It’s time for yet another annual Interactive Fiction Competition! I didn’t enter this year due to Pamplemousse-related matters, but since last year was such a great experience, I thought I’d give back to the community by writing up reviews of all the entries I’ve played. I’ll do my best to get through all the games, except for “Body Bargain”, which I beta’d.
Anyway, I’ll start off with two games I played last night: “Signos” and “Shuffling Around”. As one might expect, there are spoilers behind the cut.
“Signos” by M4U
You play some mysterious person wearing a mask, who encounters a bunch of holy men. You seem to be on some kind of quest, which I can’t quite figure out, and if you interact with any of the interactable objects, you wind up in a dark room with no exits and a page in a book telling you what you just did to get there. The game implies that by taking these actions, you somehow got distracted on your quest and lost consciousness, suggesting some kind of death scene.
Needless to say, I couldn’t figure out how to progress any further than these death scenes. Actions were underimplemented, spelling and grammar mistakes were everywhere, and I couldn’t find any evidence of beta testers. The game’s written using the Quest system, which uses a hybrid of hyperlinks and parser commands. I’d love to play a better implemented game that took advantage of such a system, but this one, where the drop-down menus kept telling me I could “take” human characters  and most of the commands I tried gave me default messages, just felt really cumbersome.

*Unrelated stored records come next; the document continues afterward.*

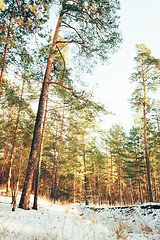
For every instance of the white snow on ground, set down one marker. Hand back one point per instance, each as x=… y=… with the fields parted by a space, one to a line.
x=78 y=222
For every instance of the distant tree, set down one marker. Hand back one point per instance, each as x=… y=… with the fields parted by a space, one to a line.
x=147 y=78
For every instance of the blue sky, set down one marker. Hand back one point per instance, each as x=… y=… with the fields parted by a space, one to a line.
x=140 y=20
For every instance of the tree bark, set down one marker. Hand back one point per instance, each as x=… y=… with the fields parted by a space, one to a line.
x=5 y=153
x=39 y=160
x=14 y=141
x=15 y=189
x=5 y=54
x=145 y=138
x=25 y=197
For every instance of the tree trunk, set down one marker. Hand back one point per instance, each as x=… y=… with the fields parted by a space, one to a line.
x=15 y=189
x=5 y=153
x=25 y=197
x=14 y=141
x=5 y=54
x=39 y=160
x=54 y=167
x=145 y=139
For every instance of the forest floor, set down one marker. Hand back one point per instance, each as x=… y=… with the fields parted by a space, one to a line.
x=79 y=222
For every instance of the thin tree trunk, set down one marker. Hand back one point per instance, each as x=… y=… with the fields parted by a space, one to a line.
x=15 y=190
x=145 y=140
x=14 y=141
x=39 y=160
x=25 y=197
x=5 y=54
x=54 y=167
x=44 y=180
x=5 y=153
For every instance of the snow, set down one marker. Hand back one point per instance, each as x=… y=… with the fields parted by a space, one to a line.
x=79 y=222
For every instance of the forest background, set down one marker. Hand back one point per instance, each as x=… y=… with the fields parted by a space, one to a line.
x=78 y=160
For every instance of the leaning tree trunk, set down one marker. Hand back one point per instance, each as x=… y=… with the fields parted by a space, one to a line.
x=16 y=184
x=145 y=138
x=39 y=160
x=147 y=155
x=14 y=141
x=25 y=197
x=5 y=153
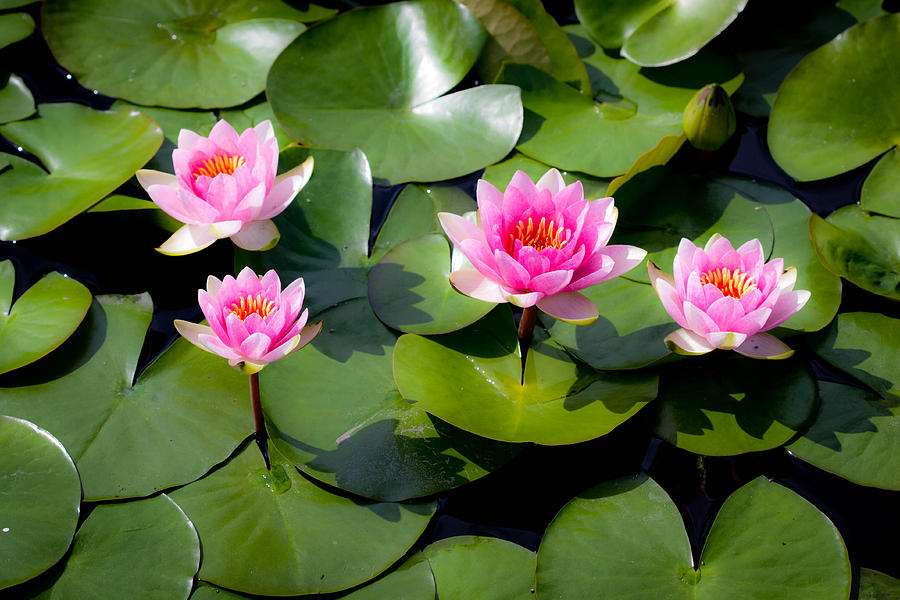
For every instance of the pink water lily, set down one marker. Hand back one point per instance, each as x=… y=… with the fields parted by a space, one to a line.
x=537 y=245
x=725 y=298
x=252 y=322
x=225 y=186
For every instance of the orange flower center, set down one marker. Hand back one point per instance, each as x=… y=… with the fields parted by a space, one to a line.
x=545 y=235
x=248 y=305
x=218 y=164
x=730 y=283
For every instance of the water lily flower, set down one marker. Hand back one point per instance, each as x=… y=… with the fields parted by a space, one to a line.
x=252 y=322
x=725 y=298
x=225 y=186
x=538 y=244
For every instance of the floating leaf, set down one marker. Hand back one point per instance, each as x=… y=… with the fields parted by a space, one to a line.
x=832 y=112
x=40 y=495
x=626 y=538
x=89 y=153
x=473 y=379
x=133 y=439
x=397 y=114
x=180 y=54
x=41 y=319
x=275 y=533
x=861 y=247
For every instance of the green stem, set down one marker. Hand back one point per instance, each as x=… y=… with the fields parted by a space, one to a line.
x=261 y=435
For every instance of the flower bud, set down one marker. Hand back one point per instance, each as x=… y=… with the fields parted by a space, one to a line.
x=709 y=118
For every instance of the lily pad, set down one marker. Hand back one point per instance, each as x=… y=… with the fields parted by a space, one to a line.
x=721 y=405
x=133 y=439
x=179 y=54
x=626 y=538
x=40 y=496
x=16 y=101
x=276 y=533
x=334 y=410
x=654 y=33
x=144 y=550
x=473 y=379
x=41 y=319
x=397 y=114
x=630 y=109
x=860 y=247
x=88 y=154
x=832 y=112
x=486 y=568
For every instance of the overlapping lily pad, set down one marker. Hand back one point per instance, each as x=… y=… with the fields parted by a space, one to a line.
x=653 y=33
x=629 y=112
x=40 y=496
x=144 y=550
x=861 y=247
x=474 y=380
x=396 y=113
x=724 y=404
x=41 y=319
x=132 y=439
x=276 y=533
x=855 y=433
x=87 y=154
x=626 y=538
x=180 y=54
x=833 y=112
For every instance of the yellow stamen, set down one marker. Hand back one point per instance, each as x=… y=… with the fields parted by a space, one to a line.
x=730 y=283
x=545 y=235
x=246 y=306
x=218 y=164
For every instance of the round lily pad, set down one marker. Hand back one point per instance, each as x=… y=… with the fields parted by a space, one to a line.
x=629 y=109
x=134 y=438
x=40 y=496
x=88 y=154
x=725 y=404
x=181 y=54
x=653 y=33
x=486 y=568
x=144 y=550
x=473 y=379
x=861 y=247
x=396 y=113
x=276 y=533
x=333 y=409
x=41 y=319
x=410 y=290
x=626 y=538
x=833 y=113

It’s probably worth mentioning that I played the web-based version; I wonder if the downloadable one fares any better, but I’d have to get on a Windows machine to try it.
“Shuffling Around” by Ned Yompus
You’ve just lost your job, and you’re at some kind of conference slash job fair. This would be an amusing premise for an IF game on its own, but upon exploring a secret entrance off to the side, what we actually wind up getting is a delightfully bizarre Nord and Bert-inspired wordplay game that jumps from one surreal location to the next incoherent estate, a null root ox.
Basically, you have the power to change things into anagrams of what they are. Say, for instance, if you see Britney Spears, you can turn her into a group of presbyterians.  I quite like it when IF games do this sort of thing, particularly with the text parser — making good use of the medium, rather than making me feel like I’m plodding through something I’d enjoy a lot more if it had graphics and a point-and-click interface. Happily, the puzzles and interactable objects were well clued, and there’s a decent hint system in-game if one is stuck, as I sometimes was. That said, I admit I tried to run some solutions through an internet anagram server. Isn’t rearrangement rave?
There are two gizmos you can pick up early on in the game that give you clues about what words you need to rearrange and how, but I could only take one of them with me. There’s hinted to be a way to get both of them, but I couldn’t figure it out.
The writing reminds me of last year’s Taco Fiction, with its down-on-their-luck loser protagonist, and there’s even a scene in which you wind up making a taco. So, I’m thinking Ned Yompus is either a pseudonym for Ryan Veeder, or a pseudonym for someone else trying to capitalise on subject matter that won the comp last year. Either way, the writing was both hilarious and anagramtastic, a charlatan guitar admission.
The game did go on for longer than the alotted two hours for me, which is the only thing I didn’t like about it. There are three main “nodes” in the middle part of the game, but you only need to finish two of them to get to the finale — I wound up playing all three because I liked the game enough that I didn’t want to miss out on any of the content. An okay problem to have, a removable panty hook.
I still have a bunch more games to play, but I think this may just wind up being one of my favourites in the comp, if servicemen may hop onto tofu.